Winnow: calibrated confidence and FDR control for de novo sequencing

Originally published at instanovo.ai on November 4 2025.
De novo peptide sequencing (DNS) models have advanced rapidly in recent years, enabling the translation of mass spectra into peptide sequences without relying on prior databases. This capability enabled by deep learning has opened the door to discovering novel peptides, exploring uncharacterised proteomes, and expanding applications across metaproteomics and immunopeptidomics.
Ensuring the reliability of these discoveries depends on accurate false discovery rate (FDR) estimation, a measure of how many reported peptide identifications are likely incorrect. In traditional proteomics, FDR control is central to trust in the biological interpretation of results and reproducibility. FDR estimation is typically achieved using target–decoy methods, such approaches however are not directly compatible with DNS, where the sequence space is effectively unlimited.

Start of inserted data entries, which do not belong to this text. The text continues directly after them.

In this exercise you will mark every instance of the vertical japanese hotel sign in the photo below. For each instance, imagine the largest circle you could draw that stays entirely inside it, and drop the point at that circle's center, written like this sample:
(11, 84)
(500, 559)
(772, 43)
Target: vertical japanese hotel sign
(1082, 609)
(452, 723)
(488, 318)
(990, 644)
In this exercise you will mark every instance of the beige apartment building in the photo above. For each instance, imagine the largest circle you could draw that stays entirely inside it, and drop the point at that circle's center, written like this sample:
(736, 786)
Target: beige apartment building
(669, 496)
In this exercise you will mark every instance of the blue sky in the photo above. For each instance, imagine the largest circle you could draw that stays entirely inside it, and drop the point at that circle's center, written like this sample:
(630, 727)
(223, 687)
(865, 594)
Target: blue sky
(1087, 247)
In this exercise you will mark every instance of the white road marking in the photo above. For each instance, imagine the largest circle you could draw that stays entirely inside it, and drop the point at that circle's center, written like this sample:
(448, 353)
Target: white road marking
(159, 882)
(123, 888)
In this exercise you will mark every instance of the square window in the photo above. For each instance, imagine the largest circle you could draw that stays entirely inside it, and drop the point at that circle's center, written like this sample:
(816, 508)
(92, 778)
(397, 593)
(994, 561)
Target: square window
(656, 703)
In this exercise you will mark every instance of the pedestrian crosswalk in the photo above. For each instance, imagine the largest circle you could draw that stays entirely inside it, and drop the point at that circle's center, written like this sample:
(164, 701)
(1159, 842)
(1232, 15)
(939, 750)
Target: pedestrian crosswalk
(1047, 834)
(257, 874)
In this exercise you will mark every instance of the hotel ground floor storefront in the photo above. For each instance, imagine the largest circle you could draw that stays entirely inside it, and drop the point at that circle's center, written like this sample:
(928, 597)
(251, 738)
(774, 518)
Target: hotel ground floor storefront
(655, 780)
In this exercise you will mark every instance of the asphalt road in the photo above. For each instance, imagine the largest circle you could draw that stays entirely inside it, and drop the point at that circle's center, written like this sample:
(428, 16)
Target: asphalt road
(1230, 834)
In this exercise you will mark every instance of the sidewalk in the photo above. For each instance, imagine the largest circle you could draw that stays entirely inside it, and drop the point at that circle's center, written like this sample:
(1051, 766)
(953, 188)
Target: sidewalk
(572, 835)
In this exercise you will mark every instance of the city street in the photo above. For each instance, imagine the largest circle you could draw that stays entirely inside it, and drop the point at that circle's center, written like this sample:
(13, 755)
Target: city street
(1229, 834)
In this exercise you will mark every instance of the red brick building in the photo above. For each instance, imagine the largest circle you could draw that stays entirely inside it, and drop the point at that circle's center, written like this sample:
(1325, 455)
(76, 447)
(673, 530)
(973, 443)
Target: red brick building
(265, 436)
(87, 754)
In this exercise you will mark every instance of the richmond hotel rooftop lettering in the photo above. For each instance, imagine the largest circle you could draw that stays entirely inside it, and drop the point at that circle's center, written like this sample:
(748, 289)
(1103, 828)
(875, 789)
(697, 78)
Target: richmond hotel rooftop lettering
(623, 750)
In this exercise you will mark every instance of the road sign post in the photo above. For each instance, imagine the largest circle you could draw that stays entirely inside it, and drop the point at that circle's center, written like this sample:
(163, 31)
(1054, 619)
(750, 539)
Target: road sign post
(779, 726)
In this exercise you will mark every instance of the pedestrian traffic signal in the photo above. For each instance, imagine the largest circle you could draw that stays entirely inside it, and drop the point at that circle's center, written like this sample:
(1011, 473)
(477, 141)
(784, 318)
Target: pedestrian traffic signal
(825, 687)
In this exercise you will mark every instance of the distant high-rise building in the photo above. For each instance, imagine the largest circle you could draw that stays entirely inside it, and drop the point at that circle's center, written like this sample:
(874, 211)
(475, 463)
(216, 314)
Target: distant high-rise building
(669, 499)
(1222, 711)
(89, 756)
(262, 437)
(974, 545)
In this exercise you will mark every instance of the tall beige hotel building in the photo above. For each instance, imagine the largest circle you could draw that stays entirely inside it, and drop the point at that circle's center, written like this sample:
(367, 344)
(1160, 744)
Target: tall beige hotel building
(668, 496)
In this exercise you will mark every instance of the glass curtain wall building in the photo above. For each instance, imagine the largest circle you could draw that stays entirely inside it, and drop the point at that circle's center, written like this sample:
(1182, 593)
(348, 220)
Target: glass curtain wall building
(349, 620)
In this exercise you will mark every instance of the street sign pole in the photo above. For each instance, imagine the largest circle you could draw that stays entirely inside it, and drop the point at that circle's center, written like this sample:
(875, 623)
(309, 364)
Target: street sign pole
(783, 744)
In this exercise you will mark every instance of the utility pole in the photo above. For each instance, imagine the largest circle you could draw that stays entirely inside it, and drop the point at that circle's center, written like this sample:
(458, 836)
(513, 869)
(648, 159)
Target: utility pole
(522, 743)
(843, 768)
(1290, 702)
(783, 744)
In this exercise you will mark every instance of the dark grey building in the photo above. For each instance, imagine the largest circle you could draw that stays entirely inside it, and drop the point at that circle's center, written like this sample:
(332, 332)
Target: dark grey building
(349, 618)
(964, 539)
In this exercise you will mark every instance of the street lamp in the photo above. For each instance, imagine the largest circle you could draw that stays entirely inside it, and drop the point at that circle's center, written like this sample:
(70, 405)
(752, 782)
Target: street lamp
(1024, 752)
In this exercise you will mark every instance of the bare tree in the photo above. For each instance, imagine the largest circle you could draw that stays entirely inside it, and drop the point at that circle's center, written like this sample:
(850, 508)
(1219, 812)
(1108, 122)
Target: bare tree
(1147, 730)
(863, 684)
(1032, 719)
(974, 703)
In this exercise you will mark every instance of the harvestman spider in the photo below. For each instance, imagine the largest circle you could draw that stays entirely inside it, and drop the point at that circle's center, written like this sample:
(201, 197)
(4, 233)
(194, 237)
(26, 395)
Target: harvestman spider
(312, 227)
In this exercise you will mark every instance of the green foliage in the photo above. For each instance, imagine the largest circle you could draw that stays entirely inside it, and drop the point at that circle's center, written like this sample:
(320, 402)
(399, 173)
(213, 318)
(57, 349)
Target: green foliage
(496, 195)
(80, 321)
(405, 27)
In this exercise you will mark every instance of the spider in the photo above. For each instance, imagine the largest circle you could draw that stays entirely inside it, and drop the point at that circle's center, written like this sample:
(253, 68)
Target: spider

Existing attempts to estimate FDR in DNS often rely on fitting assumed score distributions to separate correct from incorrect peptide–spectrum matches (PSMs), an approach that can bias results and limit generalisability. Others extrapolate confidence thresholds from database-labelled subsets to unlabelled spectra, a brittle solution when score distributions differ.Our new framework Winnow brings principled, model-agnostic FDR estimation and calibration to DNS. By grounding error control in statistical theory while avoiding strong distributional assumptions, Winnow offers a more general and robust approach to confidence calibration in de novo peptide predictions.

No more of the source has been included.